In non-commutative information structures, the knowledge extracted from the data is dependent on the order of operations and direction of information flow.
Non-commutativity is intrinsic to emerging complex sensing and processing systems. The performance of a distributed sensor network depends on the ordering or partial ordering of the sequence of information sharing actions taken across the network. Multiuser brain-computer interfaces provide directed channels of neural communication from human to machine and between humans. To understand human activities depicted in a video, it is necessary to distinguish among different orderings of sequences of gestures and actions.
“In traditional decision-making, you gather all the information and then make a decision,” said Kiyavash, principal investigator on the project. “With adaptive exploitation, we’re fine-tuning our decision-making as we get in new information.”

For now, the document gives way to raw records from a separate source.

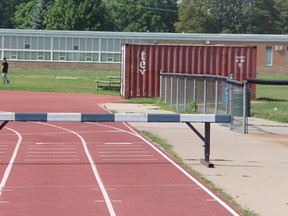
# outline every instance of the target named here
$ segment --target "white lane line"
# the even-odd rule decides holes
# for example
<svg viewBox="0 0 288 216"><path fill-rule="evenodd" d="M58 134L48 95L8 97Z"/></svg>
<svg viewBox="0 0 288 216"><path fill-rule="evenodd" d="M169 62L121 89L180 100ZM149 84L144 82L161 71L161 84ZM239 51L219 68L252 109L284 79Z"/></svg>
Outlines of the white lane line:
<svg viewBox="0 0 288 216"><path fill-rule="evenodd" d="M101 104L99 104L101 106ZM104 107L102 107L105 109ZM107 110L107 109L105 109ZM109 110L107 110L109 112ZM89 124L97 124L101 125L103 127L107 128L115 128L112 126L104 125L104 124L99 124L99 123L92 123L90 122ZM129 129L129 131L119 129L118 131L122 131L127 134L131 134L135 137L139 137L143 142L151 146L156 152L158 152L163 158L165 158L167 161L169 161L171 164L173 164L177 169L179 169L185 176L187 176L191 181L193 181L195 184L197 184L199 187L201 187L207 194L209 194L213 199L215 199L220 205L222 205L227 211L229 211L233 216L239 216L237 212L235 212L229 205L227 205L225 202L223 202L219 197L217 197L213 192L211 192L208 188L206 188L202 183L200 183L197 179L195 179L193 176L191 176L188 172L186 172L185 169L183 169L181 166L179 166L177 163L175 163L172 159L170 159L167 155L165 155L161 150L159 150L156 146L154 146L151 142L146 140L143 136L141 136L138 132L136 132L129 124L123 122L123 124ZM104 159L105 160L105 159Z"/></svg>
<svg viewBox="0 0 288 216"><path fill-rule="evenodd" d="M114 145L114 144L109 144L109 145L105 145L105 144L103 144L103 143L93 143L93 142L89 142L89 144L94 144L95 146L97 146L98 148L101 148L101 147L103 147L103 148L114 148L115 146L117 146L117 147L119 147L119 145ZM145 144L145 143L143 143L143 144ZM143 145L140 145L140 144L134 144L133 145L133 147L141 147L141 146L143 146ZM131 145L129 144L129 145L121 145L121 147L123 147L123 148L128 148L128 147L131 147Z"/></svg>
<svg viewBox="0 0 288 216"><path fill-rule="evenodd" d="M153 157L154 155L100 155L100 157Z"/></svg>
<svg viewBox="0 0 288 216"><path fill-rule="evenodd" d="M79 159L49 159L49 158L45 158L45 159L25 159L24 161L27 162L46 162L46 161L53 161L53 162L63 162L63 161L79 161Z"/></svg>
<svg viewBox="0 0 288 216"><path fill-rule="evenodd" d="M157 159L146 159L146 158L103 158L103 161L157 161Z"/></svg>
<svg viewBox="0 0 288 216"><path fill-rule="evenodd" d="M65 143L52 143L52 142L36 142L36 145L65 145Z"/></svg>
<svg viewBox="0 0 288 216"><path fill-rule="evenodd" d="M8 204L10 201L0 201L0 204Z"/></svg>
<svg viewBox="0 0 288 216"><path fill-rule="evenodd" d="M58 158L58 157L61 157L61 158L77 158L78 155L26 155L26 157L40 157L40 158L44 158L44 157L48 157L48 158Z"/></svg>
<svg viewBox="0 0 288 216"><path fill-rule="evenodd" d="M4 189L4 187L5 187L5 184L6 184L6 182L7 182L7 179L8 179L8 177L9 177L9 174L10 174L10 172L11 172L12 166L13 166L13 164L14 164L16 155L17 155L18 150L19 150L19 147L20 147L20 143L22 142L22 136L21 136L20 133L18 133L17 131L15 131L15 130L13 130L13 129L11 129L11 128L8 128L8 127L6 127L6 129L14 132L14 133L18 136L18 141L17 141L17 144L16 144L15 149L14 149L14 151L13 151L13 154L12 154L12 157L11 157L11 159L10 159L10 162L9 162L9 164L8 164L5 172L4 172L3 178L2 178L2 180L1 180L1 182L0 182L0 197L1 197L2 193L3 193L3 189Z"/></svg>
<svg viewBox="0 0 288 216"><path fill-rule="evenodd" d="M77 152L65 152L65 151L61 151L61 152L27 152L27 154L76 154Z"/></svg>
<svg viewBox="0 0 288 216"><path fill-rule="evenodd" d="M76 150L76 148L37 148L37 147L34 147L34 148L28 148L28 150Z"/></svg>
<svg viewBox="0 0 288 216"><path fill-rule="evenodd" d="M106 142L104 145L132 145L131 142Z"/></svg>
<svg viewBox="0 0 288 216"><path fill-rule="evenodd" d="M59 128L59 129L68 131L68 132L76 135L76 136L81 140L81 143L82 143L82 145L83 145L83 148L84 148L84 151L85 151L85 153L86 153L86 156L87 156L87 158L88 158L88 160L89 160L89 162L90 162L90 166L91 166L91 168L92 168L92 171L93 171L93 173L94 173L94 176L95 176L95 178L96 178L96 181L97 181L97 183L98 183L98 185L99 185L99 188L101 189L101 192L102 192L102 195L103 195L103 197L104 197L105 203L106 203L107 208L108 208L108 211L109 211L109 213L110 213L110 216L116 216L116 213L115 213L115 210L114 210L114 208L113 208L112 202L111 202L111 200L110 200L110 198L109 198L109 195L108 195L108 193L107 193L107 191L106 191L106 189L105 189L105 186L104 186L104 184L103 184L103 182L102 182L102 179L101 179L101 177L100 177L100 175L99 175L99 173L98 173L96 164L95 164L95 162L94 162L94 160L93 160L93 158L92 158L92 156L91 156L91 154L90 154L90 152L89 152L89 149L88 149L88 147L87 147L87 143L86 143L86 141L84 140L84 138L83 138L81 135L79 135L78 133L76 133L75 131L69 130L69 129L67 129L67 128L63 128L63 127L56 126L56 125L52 125L52 124L48 124L48 123L42 123L42 122L38 122L38 124L48 125L48 126L51 126L51 127L55 127L55 128Z"/></svg>
<svg viewBox="0 0 288 216"><path fill-rule="evenodd" d="M149 151L98 151L99 154L141 154L148 153Z"/></svg>
<svg viewBox="0 0 288 216"><path fill-rule="evenodd" d="M97 148L99 151L107 151L107 150L146 150L146 148L127 148L127 147L99 147Z"/></svg>
<svg viewBox="0 0 288 216"><path fill-rule="evenodd" d="M157 151L163 158L165 158L167 161L172 163L177 169L179 169L185 176L187 176L190 180L192 180L195 184L197 184L199 187L201 187L207 194L209 194L213 199L215 199L220 205L222 205L227 211L229 211L233 216L239 216L237 212L235 212L229 205L227 205L225 202L223 202L219 197L217 197L213 192L211 192L208 188L206 188L202 183L200 183L197 179L195 179L193 176L191 176L188 172L186 172L185 169L183 169L181 166L179 166L177 163L175 163L171 158L169 158L167 155L165 155L161 150L159 150L156 146L154 146L151 142L146 140L143 136L138 134L132 127L130 127L127 123L123 122L124 125L126 125L127 128L130 129L130 131L134 132L135 136L142 139L144 142L146 142L149 146L151 146L155 151Z"/></svg>

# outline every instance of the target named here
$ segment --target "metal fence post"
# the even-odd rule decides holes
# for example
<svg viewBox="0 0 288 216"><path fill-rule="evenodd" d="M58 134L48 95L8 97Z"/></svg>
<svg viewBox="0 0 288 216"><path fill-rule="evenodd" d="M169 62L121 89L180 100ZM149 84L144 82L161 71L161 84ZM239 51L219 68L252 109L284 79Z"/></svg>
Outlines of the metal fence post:
<svg viewBox="0 0 288 216"><path fill-rule="evenodd" d="M171 88L170 88L170 89L171 89L171 95L170 95L170 100L171 100L171 101L170 101L170 105L171 105L171 107L173 107L173 92L174 92L174 88L173 88L173 87L174 87L174 86L173 86L173 76L171 76L170 79L171 79L171 80L170 80L170 85L171 85Z"/></svg>
<svg viewBox="0 0 288 216"><path fill-rule="evenodd" d="M196 79L193 79L193 88L194 88L194 92L193 92L193 101L196 103L196 91L197 91L197 87L196 87Z"/></svg>
<svg viewBox="0 0 288 216"><path fill-rule="evenodd" d="M207 79L204 78L204 114L207 113Z"/></svg>
<svg viewBox="0 0 288 216"><path fill-rule="evenodd" d="M162 71L160 71L160 73L161 73ZM160 96L160 100L162 100L162 91L163 91L163 77L162 77L162 75L160 75L160 86L159 86L159 88L160 88L160 92L159 92L159 96Z"/></svg>
<svg viewBox="0 0 288 216"><path fill-rule="evenodd" d="M229 77L229 79L230 80L234 80L234 75L233 74L231 74L230 75L230 77ZM234 106L234 104L233 104L233 87L232 87L232 85L231 84L228 84L228 91L229 91L229 93L228 93L228 97L229 97L229 111L228 111L228 113L230 113L231 114L231 123L230 123L230 129L233 129L233 119L234 119L234 113L233 113L233 106Z"/></svg>
<svg viewBox="0 0 288 216"><path fill-rule="evenodd" d="M184 78L184 110L187 110L187 77Z"/></svg>
<svg viewBox="0 0 288 216"><path fill-rule="evenodd" d="M164 80L164 98L165 98L165 103L167 103L167 76L165 75L165 80Z"/></svg>
<svg viewBox="0 0 288 216"><path fill-rule="evenodd" d="M218 114L218 91L219 91L219 80L216 78L215 83L215 113Z"/></svg>
<svg viewBox="0 0 288 216"><path fill-rule="evenodd" d="M243 133L248 132L248 124L247 124L247 118L248 118L248 110L247 110L247 81L243 82Z"/></svg>
<svg viewBox="0 0 288 216"><path fill-rule="evenodd" d="M176 109L179 110L179 77L176 78Z"/></svg>

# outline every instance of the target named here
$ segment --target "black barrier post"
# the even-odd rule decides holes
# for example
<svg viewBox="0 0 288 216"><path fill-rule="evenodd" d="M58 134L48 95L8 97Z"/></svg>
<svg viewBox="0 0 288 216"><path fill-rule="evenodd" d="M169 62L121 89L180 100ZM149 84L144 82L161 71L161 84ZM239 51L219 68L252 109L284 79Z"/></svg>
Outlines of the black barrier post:
<svg viewBox="0 0 288 216"><path fill-rule="evenodd" d="M205 158L201 162L207 167L214 167L210 162L210 122L205 122L204 155Z"/></svg>
<svg viewBox="0 0 288 216"><path fill-rule="evenodd" d="M210 162L210 122L205 122L205 137L190 123L185 122L196 135L204 142L204 159L201 159L201 163L208 168L213 168L214 164Z"/></svg>
<svg viewBox="0 0 288 216"><path fill-rule="evenodd" d="M2 129L5 127L5 125L8 124L8 122L9 122L9 121L4 121L4 122L1 124L1 126L0 126L0 130L2 130Z"/></svg>

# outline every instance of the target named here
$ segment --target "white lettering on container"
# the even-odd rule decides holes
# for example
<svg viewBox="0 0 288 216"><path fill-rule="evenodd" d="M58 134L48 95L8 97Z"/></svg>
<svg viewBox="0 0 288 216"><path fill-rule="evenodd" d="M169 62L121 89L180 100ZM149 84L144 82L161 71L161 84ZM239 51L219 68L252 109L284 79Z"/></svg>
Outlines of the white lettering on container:
<svg viewBox="0 0 288 216"><path fill-rule="evenodd" d="M142 75L144 75L145 71L146 71L146 61L145 61L145 51L143 50L140 53L140 64L139 64L139 71Z"/></svg>

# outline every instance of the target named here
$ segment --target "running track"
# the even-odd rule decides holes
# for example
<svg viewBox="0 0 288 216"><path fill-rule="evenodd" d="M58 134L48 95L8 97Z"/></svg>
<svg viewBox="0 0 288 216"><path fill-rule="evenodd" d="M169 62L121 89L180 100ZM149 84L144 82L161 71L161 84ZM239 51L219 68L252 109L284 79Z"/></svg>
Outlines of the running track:
<svg viewBox="0 0 288 216"><path fill-rule="evenodd" d="M107 112L120 97L1 91L1 111ZM126 123L10 122L1 216L237 215Z"/></svg>

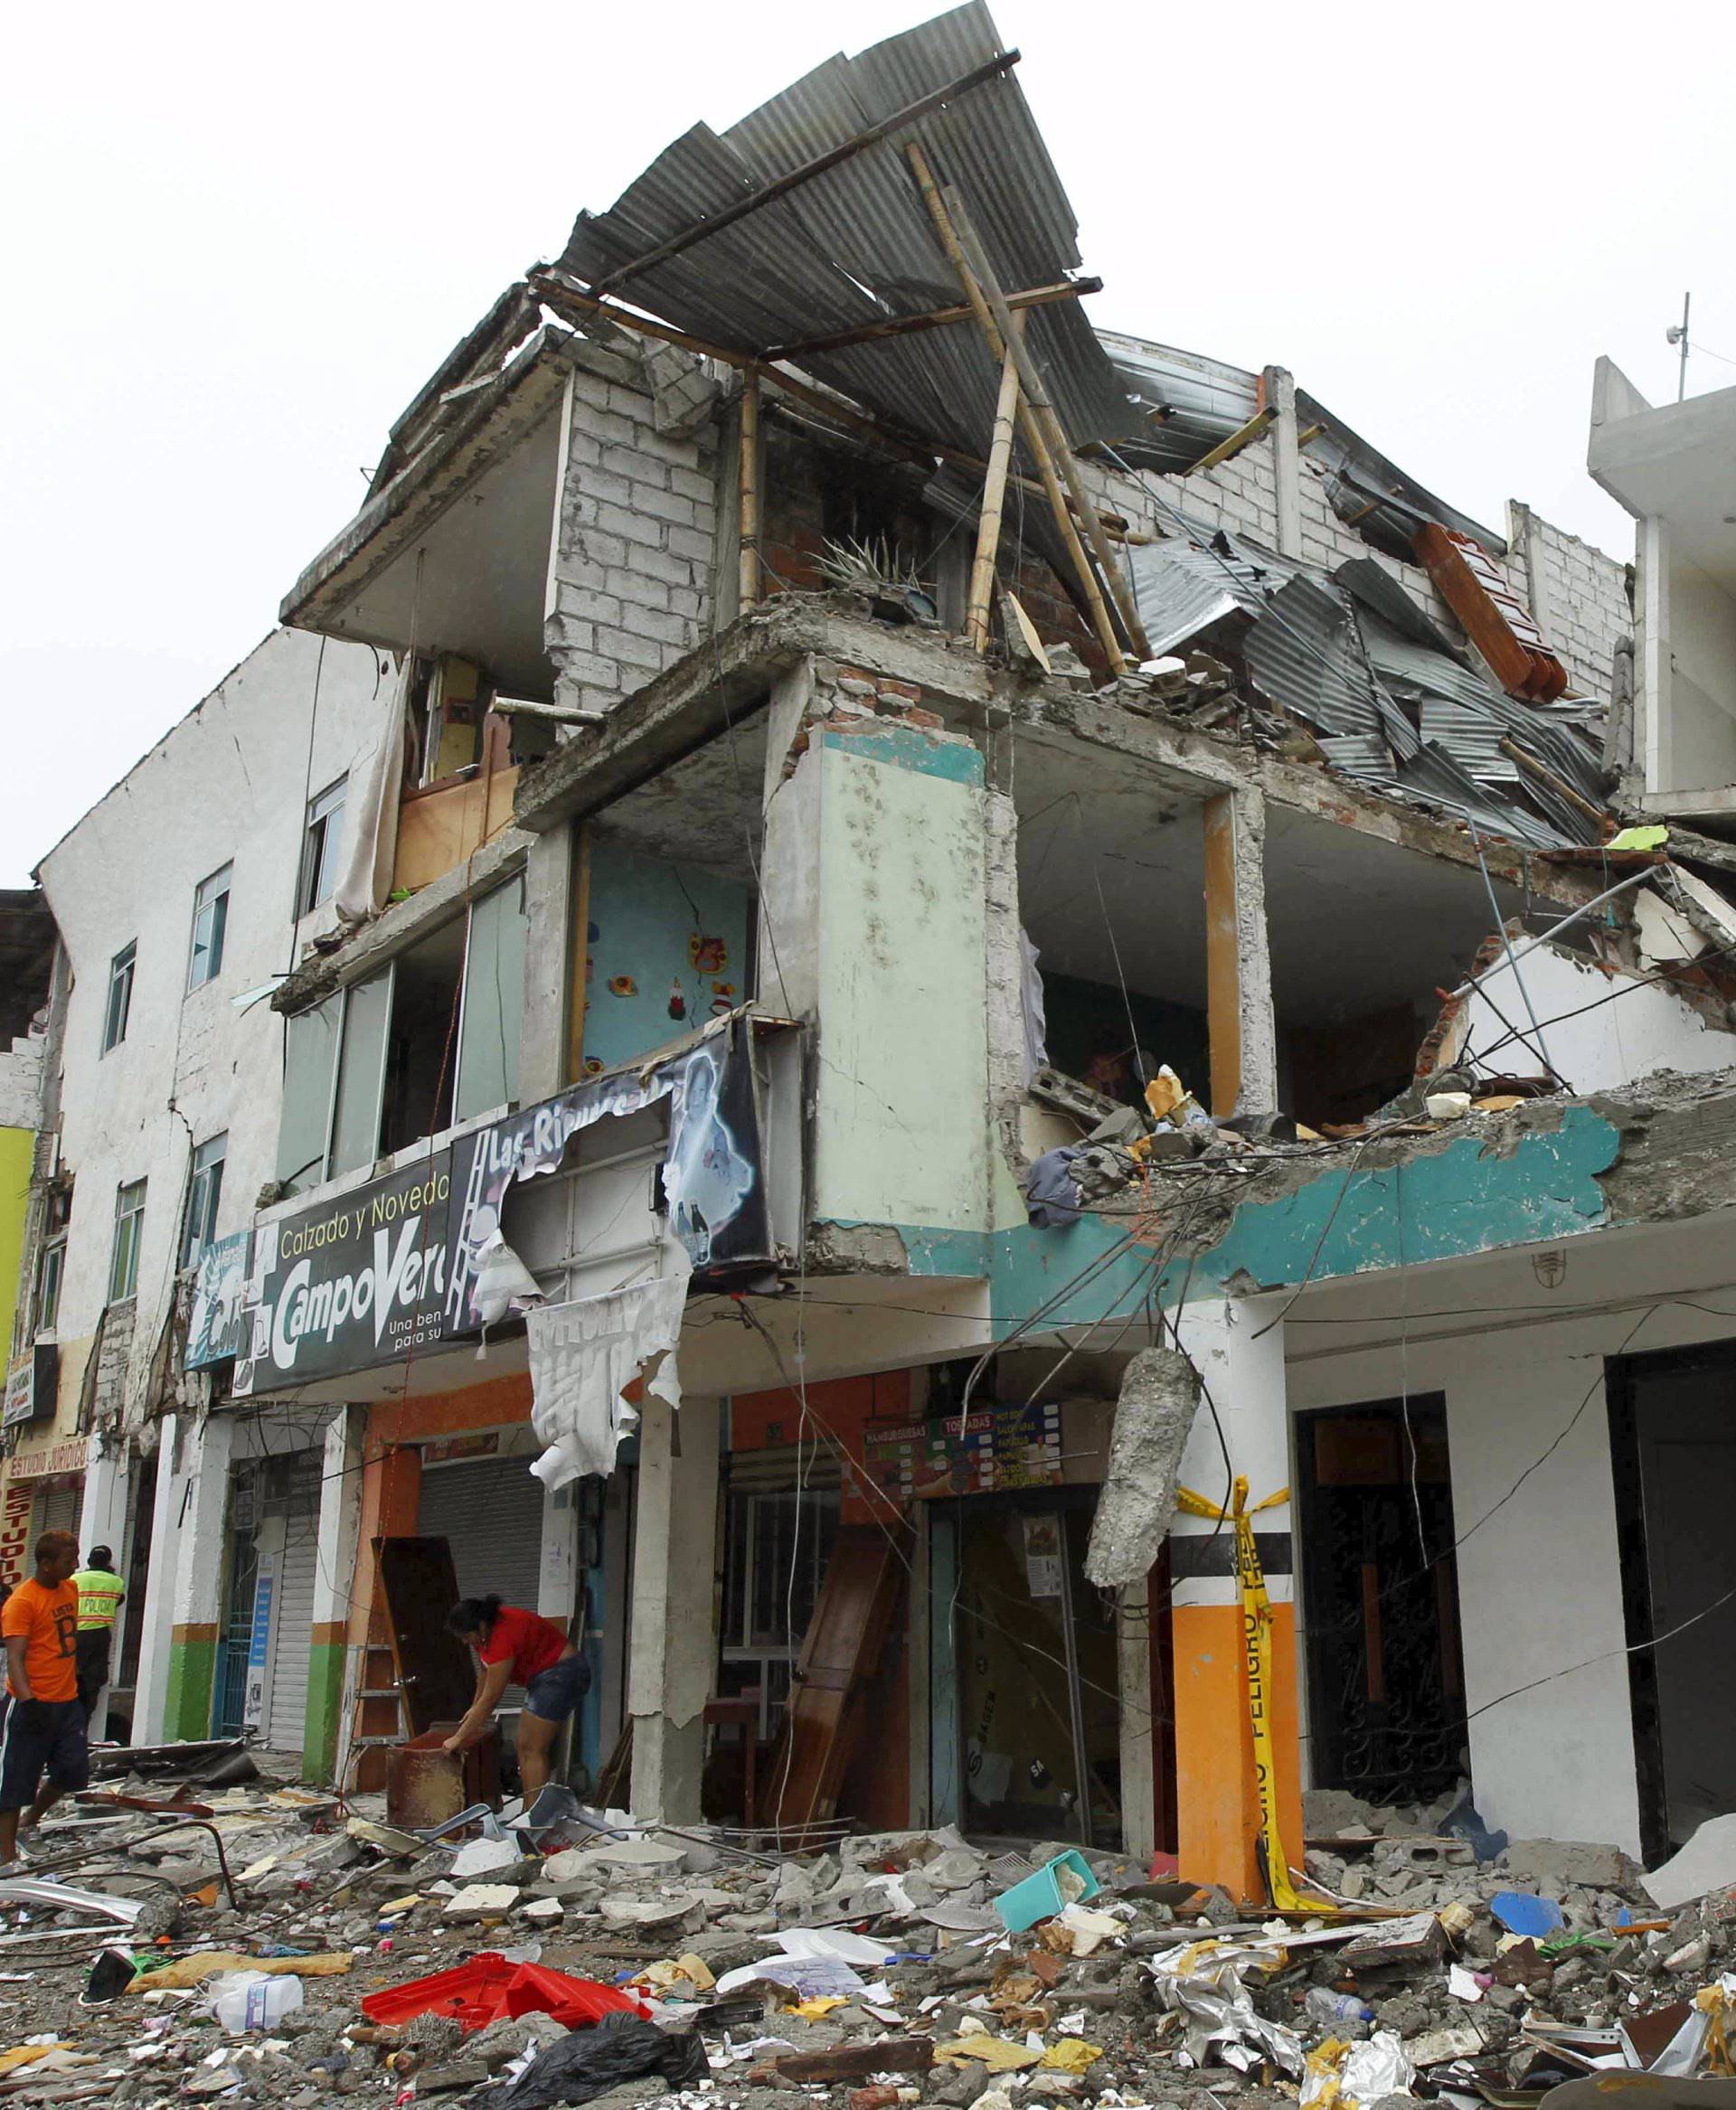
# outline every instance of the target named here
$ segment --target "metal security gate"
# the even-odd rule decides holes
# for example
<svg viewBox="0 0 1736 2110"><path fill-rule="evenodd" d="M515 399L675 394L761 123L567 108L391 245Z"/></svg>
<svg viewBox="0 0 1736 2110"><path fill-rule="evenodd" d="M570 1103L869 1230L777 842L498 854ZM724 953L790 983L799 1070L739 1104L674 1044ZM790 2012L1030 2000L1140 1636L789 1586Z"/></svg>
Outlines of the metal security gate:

In a social network, for example, the theory could help marketers understand how better to propagate their advertising messages. It could also help advance applications in other areas, such as recognizing and describing complex human activities from video, fusion of directed information flows, interactive machine learning with humans, and crowdsourcing and networks of brain-computer interfaces.
Kiyavash says the research will position Illinois as the international center of research in this new area; it will establish design principles for extracting knowledge from non-commutative information structures and fusing dynamic information from such structures, and will develop adaptive learning algorithms that manage the complexity and the large scale of the processing required. The research will be built on the theory of random matrices, free probability, and statistical machine learning, from an information theory perspective.
The MURI team includes researchers from the University of California, San Diego; the University of Michigan; the University of Wisconsin; Stanford University; Harvard University; and Princeton University. The award, officially titled “Adaptive Exploitation of Non-Commutative Multimodal Information Structure,” was awarded through the Army Research Office (ARO).